Critique de la raison pure (trad. Barni)/Tome I/Introduction/I.

Introduction


I

De la différence de la connaissance pure et de la connaissance empirique.

Il n’est pas douteux que toutes nos connaissances ne commencent avec l’expérience ; car par quoi la faculté de connaître serait-elle appelée à s’exercer, si elle ne l’était point par des objets qui frappent nos sens et qui, d’un côté, produisent d’eux-mêmes des représentations, et, de l’autre, excitent notre activité intellectuelle à les comparer, à les unir ou à les séparer, et à mettre ainsi en œuvre la matière brute des impressions sensibles pour en former cette connaissance des objets qui s’appelle l’expérience ? Aucune connaissance ne précède donc en nous, dans le temps, l’expérience, et toutes commencent avec elle.
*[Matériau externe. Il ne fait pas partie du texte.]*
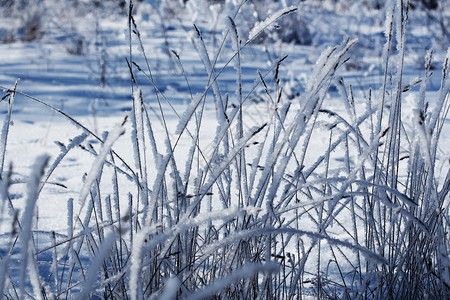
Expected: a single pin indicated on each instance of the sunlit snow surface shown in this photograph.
(94, 88)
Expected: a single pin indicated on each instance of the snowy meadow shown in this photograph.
(224, 149)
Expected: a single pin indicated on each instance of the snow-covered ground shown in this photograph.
(94, 88)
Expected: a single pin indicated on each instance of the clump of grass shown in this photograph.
(258, 212)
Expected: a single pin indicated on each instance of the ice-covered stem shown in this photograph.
(138, 141)
(115, 133)
(26, 254)
(5, 129)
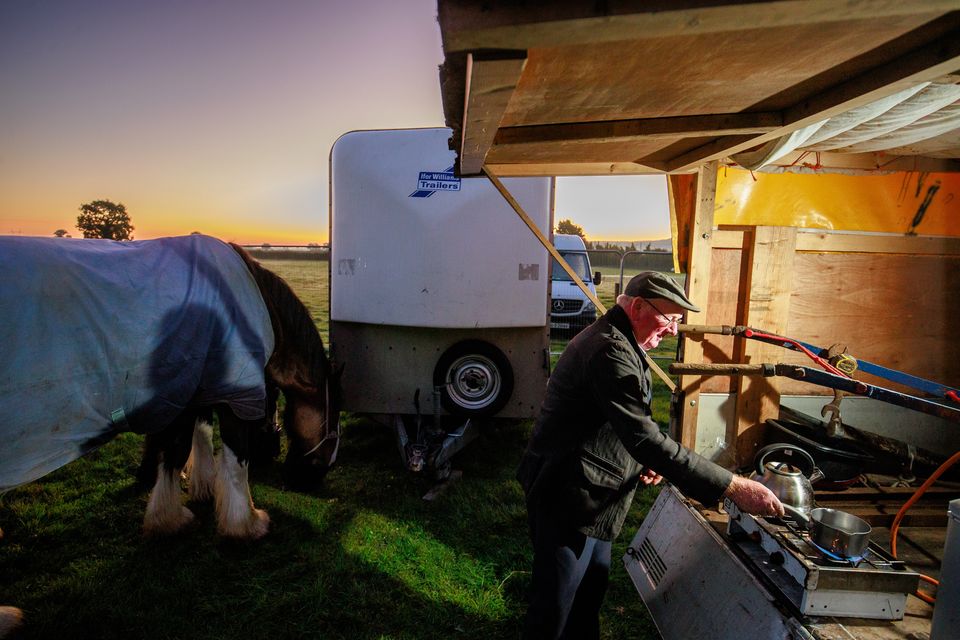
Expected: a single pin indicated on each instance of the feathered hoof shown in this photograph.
(10, 619)
(167, 524)
(253, 528)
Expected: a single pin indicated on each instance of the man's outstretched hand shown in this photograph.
(752, 497)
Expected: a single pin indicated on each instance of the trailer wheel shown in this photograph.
(475, 377)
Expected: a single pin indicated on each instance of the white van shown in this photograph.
(571, 310)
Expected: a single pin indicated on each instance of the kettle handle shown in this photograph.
(790, 449)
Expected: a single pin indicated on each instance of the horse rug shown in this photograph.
(101, 337)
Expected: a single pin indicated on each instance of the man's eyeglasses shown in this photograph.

Mais, si toutes nos connaissances commencent avec l’expérience, il n’en résulte pas qu’elles dérivent toutes de l’expérience. En effet, il se pourrait bien que notre connaissance expérimentale elle-même fût un assemblage composé de ce que nous recevons par des impressions, et de ce que notre propre faculté de connaître tirerait d’elle-même (à l’occasion de ces impressions sensibles), quoique nous ne fussions capables de distinguer cette addition d’avec la matière première que quand un long exercice nous aurait appris à y appliquer notre attention et à les séparer l’une de l’autre. C’est donc, pour le moins, une question qui exige un examen plus approfondi et qu’on ne peut expédier du premier coup, que celle de savoir s’il y a une connaissance indépendante de l’expérience et même de toutes les impressions des sens. Cette espèce de connaissance est dite à priori, et on la distingue de la connaissance empirique, dont les sources sont à posteriori, c’est-à-dire dans l’expérience.
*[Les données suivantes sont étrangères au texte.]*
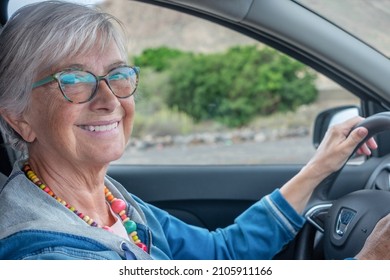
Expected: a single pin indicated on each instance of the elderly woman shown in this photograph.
(67, 105)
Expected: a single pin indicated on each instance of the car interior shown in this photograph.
(212, 196)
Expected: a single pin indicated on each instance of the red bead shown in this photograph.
(142, 246)
(108, 229)
(118, 205)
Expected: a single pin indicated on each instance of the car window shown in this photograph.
(185, 114)
(241, 102)
(368, 20)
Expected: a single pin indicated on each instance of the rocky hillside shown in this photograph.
(151, 26)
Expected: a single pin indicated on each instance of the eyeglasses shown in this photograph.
(79, 86)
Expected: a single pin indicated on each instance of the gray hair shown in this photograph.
(38, 37)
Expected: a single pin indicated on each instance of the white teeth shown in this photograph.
(101, 127)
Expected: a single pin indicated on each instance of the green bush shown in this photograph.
(234, 87)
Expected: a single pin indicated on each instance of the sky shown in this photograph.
(16, 4)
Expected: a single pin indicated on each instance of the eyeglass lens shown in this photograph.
(80, 86)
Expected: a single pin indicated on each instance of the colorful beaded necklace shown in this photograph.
(118, 206)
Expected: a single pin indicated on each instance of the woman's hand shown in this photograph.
(337, 146)
(335, 149)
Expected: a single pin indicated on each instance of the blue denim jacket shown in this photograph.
(35, 226)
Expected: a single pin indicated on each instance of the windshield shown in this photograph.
(367, 20)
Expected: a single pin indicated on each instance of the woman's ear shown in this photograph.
(20, 125)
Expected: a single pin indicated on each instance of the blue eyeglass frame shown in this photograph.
(55, 77)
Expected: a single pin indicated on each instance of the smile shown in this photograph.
(99, 128)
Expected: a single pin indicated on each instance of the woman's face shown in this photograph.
(95, 132)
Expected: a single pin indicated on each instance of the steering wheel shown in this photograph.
(347, 222)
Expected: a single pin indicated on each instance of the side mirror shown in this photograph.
(330, 117)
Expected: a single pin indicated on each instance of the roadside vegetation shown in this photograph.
(183, 92)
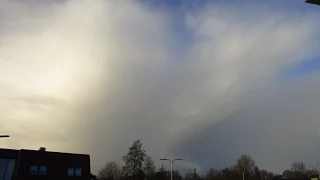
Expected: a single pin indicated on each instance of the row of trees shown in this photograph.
(140, 166)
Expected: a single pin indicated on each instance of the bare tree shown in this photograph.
(111, 171)
(246, 165)
(149, 167)
(135, 158)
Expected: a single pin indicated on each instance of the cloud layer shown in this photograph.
(93, 76)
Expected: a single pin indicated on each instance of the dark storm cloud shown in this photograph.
(113, 65)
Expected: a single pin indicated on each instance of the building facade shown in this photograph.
(43, 165)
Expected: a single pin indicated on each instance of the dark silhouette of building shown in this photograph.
(31, 164)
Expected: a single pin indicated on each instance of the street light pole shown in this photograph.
(171, 162)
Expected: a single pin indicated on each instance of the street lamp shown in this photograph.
(171, 161)
(317, 2)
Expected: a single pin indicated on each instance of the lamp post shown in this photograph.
(316, 2)
(171, 162)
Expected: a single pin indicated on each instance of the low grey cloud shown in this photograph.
(109, 71)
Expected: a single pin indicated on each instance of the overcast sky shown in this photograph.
(204, 81)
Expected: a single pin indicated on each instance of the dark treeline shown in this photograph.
(140, 166)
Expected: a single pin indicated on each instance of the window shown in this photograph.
(6, 168)
(70, 171)
(78, 172)
(33, 170)
(42, 170)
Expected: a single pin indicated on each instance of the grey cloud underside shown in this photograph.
(122, 81)
(277, 126)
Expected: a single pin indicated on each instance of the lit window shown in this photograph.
(42, 170)
(70, 171)
(78, 172)
(33, 170)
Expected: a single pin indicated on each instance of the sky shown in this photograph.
(206, 81)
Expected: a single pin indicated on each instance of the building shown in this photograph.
(43, 165)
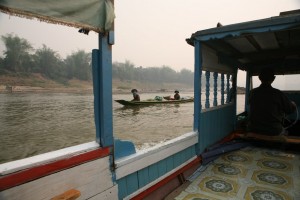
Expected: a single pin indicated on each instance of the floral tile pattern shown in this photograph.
(251, 173)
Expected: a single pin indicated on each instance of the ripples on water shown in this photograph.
(32, 124)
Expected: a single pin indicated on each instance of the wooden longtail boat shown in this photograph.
(154, 102)
(109, 169)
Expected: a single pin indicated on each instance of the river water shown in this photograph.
(35, 123)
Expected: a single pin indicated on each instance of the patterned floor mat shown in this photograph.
(251, 173)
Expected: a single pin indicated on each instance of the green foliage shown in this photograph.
(17, 54)
(19, 57)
Mais cette expression n’est pas encore assez précise pour faire comprendre tout le sens de la question précédente. En effet, il y a maintes connaissances, dérivées de sources expérimentales, dont on a coutume de dire que nous sommes capables de les acquérir ou que nous les possédons à priori, parce que nous ne les tirons pas immédiatement de l’expérience, mais d’une règle générale que nous avons elle-même dérivée de l’expérience. Ainsi, de quelqu’un qui aurait miné les fondements de sa maison, on dirait qu’il devait savoir à priori qu’elle s’écroulerait, c’est-à-dire qu’il n’avait pas besoin d’attendre l’expérience de sa chute réelle. Et pourtant il ne pouvait pas non plus le savoir tout à fait à priori ; car il n’y a que l’expérience qui ait pu lui apprendre que les corps sont pesants, et qu’ils tombent lorsqu’on leur enlève leurs soutiens.

Sous le nom de connaissances à priori, nous n’entendrons donc pas celles qui sont indépendantes de telle ou telle expérience, mais celles qui ne dépendent absolument d’aucune expérience. À ces connaissances sont opposées les connaissances empiriques, ou celles qui ne sont possibles qu’à posteriori, c’est-à-dire par le moyen de l’expérience. Parmi les connaissances à priori, celles-là s’appellent pures, qui ne contiennent aucun mélange empirique. Ainsi, par exemple, cette proposition : tout changement a une cause, est une proposition à priori, mais non pas pure, parce que l’idée du changement ne peut venir que de l’expérience.